TERI SCHULTZ, BYLINE: Ramiza Gurdic didn't come to The Hague thinking any measure of justice would stop the nightmares she still has - losing her two sons, her husband and 38 relatives in the 1995 Srebrenica genocide, which Ratko Mladic has now been found guilty of orchestrating.
RAMIZA GURDIC: (Speaking Serbian)
SCHULTZ: Those days in Srebrenica, Gurdic recalls, were hell on earth, with people killing themselves trying to escape what would befall the rest, the worst massacre on European soil since World War II, as many Bosnian Serbs tried to eradicate their Muslim neighbors. Kelima Dautovic was there, too - gutted, she said, when Mladic was not convicted of genocide throughout Bosnia, including in her hometown of Prijedor in the Serb-controlled area. She and her family had been thrown in a concentration camp - thousands died.
KELIMA DAUTOVIC: Us survivors and victims of that genocide do know that genocide did happen because all non-Serbs in my town were either killed, put in concentration camp or deportated (ph).

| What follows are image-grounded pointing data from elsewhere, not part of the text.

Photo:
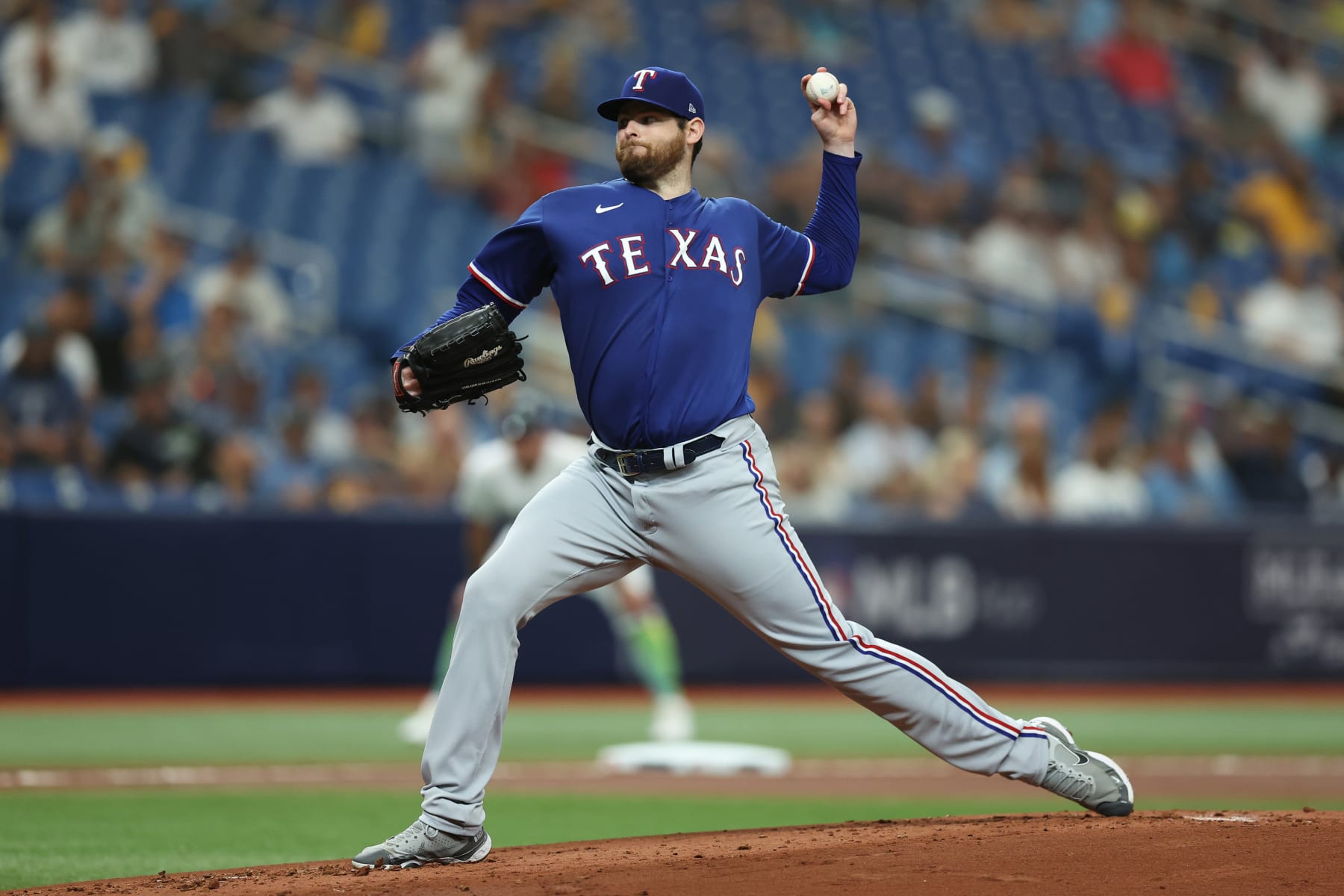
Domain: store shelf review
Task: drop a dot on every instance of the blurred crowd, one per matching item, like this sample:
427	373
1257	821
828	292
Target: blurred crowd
155	370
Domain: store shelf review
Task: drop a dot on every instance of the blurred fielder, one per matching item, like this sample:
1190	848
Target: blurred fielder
658	289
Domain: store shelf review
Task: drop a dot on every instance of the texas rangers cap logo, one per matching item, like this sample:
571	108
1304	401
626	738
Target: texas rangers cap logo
662	87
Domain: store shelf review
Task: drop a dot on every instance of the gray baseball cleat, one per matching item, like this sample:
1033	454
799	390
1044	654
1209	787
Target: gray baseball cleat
423	845
1089	778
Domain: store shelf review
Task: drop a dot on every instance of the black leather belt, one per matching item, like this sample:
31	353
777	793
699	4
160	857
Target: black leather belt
653	460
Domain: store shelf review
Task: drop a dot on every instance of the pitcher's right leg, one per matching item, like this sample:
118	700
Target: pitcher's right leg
571	538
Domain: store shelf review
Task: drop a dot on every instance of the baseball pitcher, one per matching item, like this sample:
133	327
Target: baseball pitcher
658	289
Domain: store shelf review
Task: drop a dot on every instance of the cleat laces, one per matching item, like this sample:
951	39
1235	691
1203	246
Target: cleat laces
1066	781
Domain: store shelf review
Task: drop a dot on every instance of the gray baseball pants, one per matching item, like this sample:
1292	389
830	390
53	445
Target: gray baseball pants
719	523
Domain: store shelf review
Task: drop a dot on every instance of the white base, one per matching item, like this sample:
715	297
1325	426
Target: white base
694	758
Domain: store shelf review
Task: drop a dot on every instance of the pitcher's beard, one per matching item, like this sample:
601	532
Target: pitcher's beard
651	166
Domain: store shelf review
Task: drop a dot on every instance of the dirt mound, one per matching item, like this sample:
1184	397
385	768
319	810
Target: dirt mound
1169	852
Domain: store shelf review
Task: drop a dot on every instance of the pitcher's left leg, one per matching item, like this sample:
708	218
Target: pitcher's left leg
725	531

SCHULTZ: Chief prosecutor Serge Brammertz hopes others take comfort that all 161 indictees were found and held to account, but even he is sceptical such a record will prevent new crimes from being committed. After all, he notes, more than 7,000 Muslim men and boys were massacred in Srebrenica two years after the court was created.

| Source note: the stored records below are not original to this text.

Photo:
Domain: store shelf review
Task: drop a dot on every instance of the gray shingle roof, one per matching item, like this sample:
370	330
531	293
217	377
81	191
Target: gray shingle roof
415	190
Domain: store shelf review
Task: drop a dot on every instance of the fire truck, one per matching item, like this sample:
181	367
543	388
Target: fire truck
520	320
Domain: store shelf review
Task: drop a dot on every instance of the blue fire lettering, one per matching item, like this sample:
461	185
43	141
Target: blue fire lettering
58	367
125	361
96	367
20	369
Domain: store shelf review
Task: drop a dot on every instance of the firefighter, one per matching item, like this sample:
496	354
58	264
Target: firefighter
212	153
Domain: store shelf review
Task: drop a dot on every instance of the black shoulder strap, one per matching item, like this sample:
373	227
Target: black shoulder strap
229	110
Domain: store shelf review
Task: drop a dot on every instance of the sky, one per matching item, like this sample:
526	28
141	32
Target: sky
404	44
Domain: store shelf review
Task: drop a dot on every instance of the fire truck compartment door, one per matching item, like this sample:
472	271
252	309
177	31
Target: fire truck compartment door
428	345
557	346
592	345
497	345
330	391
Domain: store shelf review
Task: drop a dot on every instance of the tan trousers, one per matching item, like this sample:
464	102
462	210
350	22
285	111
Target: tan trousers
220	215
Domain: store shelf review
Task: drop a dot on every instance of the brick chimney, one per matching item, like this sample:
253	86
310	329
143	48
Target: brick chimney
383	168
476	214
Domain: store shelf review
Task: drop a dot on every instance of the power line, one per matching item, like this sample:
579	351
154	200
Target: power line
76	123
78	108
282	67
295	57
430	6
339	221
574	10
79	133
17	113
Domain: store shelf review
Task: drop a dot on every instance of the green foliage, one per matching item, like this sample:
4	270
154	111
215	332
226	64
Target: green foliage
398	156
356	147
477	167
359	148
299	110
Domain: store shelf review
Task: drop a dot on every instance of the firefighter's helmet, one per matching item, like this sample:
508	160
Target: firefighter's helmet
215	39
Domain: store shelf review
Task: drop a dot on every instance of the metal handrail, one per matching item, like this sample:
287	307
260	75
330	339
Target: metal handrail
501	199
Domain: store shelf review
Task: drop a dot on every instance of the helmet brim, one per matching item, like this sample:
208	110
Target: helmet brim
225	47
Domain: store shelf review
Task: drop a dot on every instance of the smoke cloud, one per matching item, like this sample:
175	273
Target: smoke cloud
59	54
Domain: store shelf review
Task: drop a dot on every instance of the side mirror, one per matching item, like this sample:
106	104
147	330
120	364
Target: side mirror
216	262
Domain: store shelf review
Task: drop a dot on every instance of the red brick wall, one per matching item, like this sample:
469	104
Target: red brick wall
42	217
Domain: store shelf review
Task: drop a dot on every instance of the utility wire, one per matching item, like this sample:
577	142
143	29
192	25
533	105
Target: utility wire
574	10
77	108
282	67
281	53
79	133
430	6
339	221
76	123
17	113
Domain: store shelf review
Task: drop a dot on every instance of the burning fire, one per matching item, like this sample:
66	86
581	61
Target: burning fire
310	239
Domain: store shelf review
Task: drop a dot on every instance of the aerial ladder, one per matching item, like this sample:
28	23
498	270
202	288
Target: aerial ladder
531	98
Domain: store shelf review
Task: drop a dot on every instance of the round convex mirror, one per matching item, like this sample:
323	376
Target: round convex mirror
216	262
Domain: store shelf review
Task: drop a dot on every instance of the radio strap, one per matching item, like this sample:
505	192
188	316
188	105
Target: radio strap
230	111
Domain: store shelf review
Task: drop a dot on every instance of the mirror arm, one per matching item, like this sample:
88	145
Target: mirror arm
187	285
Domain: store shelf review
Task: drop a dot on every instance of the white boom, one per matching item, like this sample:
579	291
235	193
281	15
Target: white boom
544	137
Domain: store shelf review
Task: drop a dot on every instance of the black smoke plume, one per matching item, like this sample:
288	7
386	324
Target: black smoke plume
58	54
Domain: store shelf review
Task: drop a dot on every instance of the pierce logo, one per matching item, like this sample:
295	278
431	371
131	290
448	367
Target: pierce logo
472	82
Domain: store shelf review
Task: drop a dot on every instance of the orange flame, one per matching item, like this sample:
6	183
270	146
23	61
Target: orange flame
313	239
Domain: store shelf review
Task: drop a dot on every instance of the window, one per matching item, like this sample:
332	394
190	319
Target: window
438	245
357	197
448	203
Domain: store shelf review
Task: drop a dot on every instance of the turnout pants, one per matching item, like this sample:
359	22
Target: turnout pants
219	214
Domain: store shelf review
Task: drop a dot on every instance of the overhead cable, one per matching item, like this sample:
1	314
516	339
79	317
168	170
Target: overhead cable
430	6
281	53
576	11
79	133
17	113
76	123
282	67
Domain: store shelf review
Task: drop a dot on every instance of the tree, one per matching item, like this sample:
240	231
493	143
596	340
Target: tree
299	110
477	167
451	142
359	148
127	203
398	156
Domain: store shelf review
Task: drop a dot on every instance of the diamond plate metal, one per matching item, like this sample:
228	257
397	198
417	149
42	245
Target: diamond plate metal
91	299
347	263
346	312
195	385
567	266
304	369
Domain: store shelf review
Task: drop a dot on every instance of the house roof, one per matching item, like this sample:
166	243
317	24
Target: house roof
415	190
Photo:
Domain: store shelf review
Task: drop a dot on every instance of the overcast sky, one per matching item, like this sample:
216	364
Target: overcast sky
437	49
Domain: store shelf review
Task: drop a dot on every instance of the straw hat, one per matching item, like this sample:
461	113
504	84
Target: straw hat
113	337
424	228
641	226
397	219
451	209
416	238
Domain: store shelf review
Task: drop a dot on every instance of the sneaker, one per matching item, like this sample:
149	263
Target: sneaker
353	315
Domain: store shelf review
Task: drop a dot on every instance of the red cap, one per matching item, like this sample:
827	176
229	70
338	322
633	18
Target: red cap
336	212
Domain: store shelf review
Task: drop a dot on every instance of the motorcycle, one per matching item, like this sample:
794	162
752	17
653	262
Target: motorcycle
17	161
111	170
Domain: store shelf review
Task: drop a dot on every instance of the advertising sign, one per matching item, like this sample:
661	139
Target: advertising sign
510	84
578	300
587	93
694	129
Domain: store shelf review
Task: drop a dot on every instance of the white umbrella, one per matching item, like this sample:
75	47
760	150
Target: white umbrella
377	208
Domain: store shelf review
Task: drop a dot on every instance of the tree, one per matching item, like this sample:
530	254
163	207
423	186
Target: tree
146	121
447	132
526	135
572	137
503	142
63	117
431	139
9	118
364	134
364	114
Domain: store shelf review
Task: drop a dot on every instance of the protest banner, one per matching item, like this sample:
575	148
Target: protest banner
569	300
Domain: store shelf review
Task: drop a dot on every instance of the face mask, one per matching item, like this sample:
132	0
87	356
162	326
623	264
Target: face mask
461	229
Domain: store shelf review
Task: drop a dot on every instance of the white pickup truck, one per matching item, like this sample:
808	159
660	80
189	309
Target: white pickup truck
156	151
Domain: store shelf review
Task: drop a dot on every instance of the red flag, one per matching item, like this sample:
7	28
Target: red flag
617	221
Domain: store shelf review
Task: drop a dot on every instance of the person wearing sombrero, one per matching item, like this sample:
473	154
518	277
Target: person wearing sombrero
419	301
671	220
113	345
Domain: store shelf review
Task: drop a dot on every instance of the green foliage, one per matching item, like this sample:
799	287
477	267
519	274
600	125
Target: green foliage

SERGE BRAMMERTZ: Of course it's very difficult to measure. Perhaps without the creation of the tribunal, even more would have happened. It is clear that accountability is more the exception than the rule for crimes committed in our world today.
SCHULTZ: International criminal attorney Tarik Abdulhak says the ICTY need not be humble. He was a child in Sarajevo during the war and survived Bosnian Serb hate and incessant shelling to become a prosecutor of atrocity crimes. He says the ICTY has set critical precedence.
TARIK ABDULHAK: All of the various tribunals that have been created post-ICTY from the Rwanda tribunals to Sierra Leone, Cambodia, Bosnia, International Criminal Court, et cetera. All of them have to varying degrees applied not only the substantive law of the ICTY and the substantive principles that the ICTY developed but also rules of procedure, which are often just as important in ensuring that you have fair and expeditious trials.
SCHULTZ: But Abdulhak acknowledges none of those advances have put Bosnia back together. Some say the communities of ethnic Croats, Muslims and Serbs are as bitterly split now as during the conflict. One man who was immortalized in a photo as a skeletal detainee behind barbed wire in a Serb-run camp told me - some people live together, others just live next to each other. Kelima Dautovic laments authorities in her hometown won't allow Muslims to put up a memorial to the victims there. Many people, Dautovic says, are still looking for their loved ones' remains.
DAUTOVIC: They're still waiting for that, you know, to peacefully die.
SCHULTZ: Ramiza Gurdi is one of those. She only has the bones of one of her boys. She thinks of little else, she says, except to hope that Ratko Mladic is haunted by the ghosts of his victims like she's been for 22 years. That, she says, would be justice. For NPR News, I'm Teri Schultz.